The Venus of Brassempouy


  • Age: Around 23,000 BCE
  • Material: Mammoth ivory tusk
  • Found: Brassempouy (France) in 1892
  • Present Location: Musée d'Archéologie Nationale in Saint-Germain-en-Laye (France)
  • Length: 3.65cm
  • Width: cm
  • Depth: cm

move cursor over images to magnify replica

The Venus of Brassempouy (or "Lady with the Hood") was discovered in 1892 by Edouard Piette and Joseph de Laporterie. The figurine was discovered during an archeological investigation of two French caves near Brassempouy, known as the Galerie des Hyènes (Gallery of the Hyenas) and the Grotte du Pape (the Pope's Cave).

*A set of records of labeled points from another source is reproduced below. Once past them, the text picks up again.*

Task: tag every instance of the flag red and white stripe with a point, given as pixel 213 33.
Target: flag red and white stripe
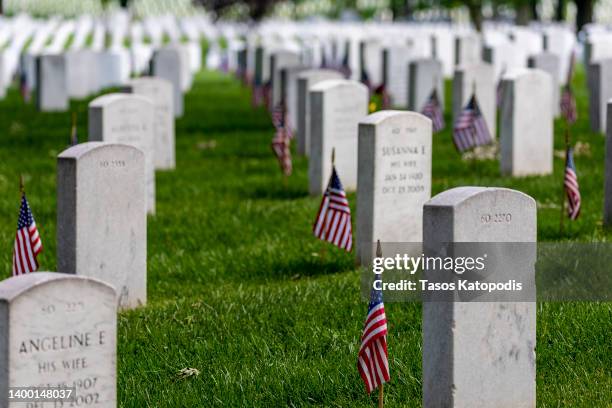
pixel 470 129
pixel 333 222
pixel 373 359
pixel 27 241
pixel 572 189
pixel 281 148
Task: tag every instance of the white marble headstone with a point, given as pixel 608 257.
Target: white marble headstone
pixel 600 91
pixel 394 179
pixel 479 354
pixel 129 119
pixel 526 127
pixel 425 75
pixel 167 64
pixel 550 63
pixel 59 330
pixel 101 217
pixel 160 92
pixel 305 80
pixel 480 79
pixel 51 89
pixel 336 107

Her tranquil face is triangular and with forehead, nose and brows are carved in relief, the mouth is absent. The top and sides are incised with a representation of braided hair or an Egyptian-style headdress (image below). A vertical crack on the right side of the face is probably due to a flaw in the ivory.

(© Libor Balák, Antropark - with kind permission)

There is some controversy about its authenticity, as it was recovered at a dig where the workers were paid by what they discovered. However the French post office honored the venus with a 2Fr stamp (above right) issued in March 1976 and designed by Georges Betemps.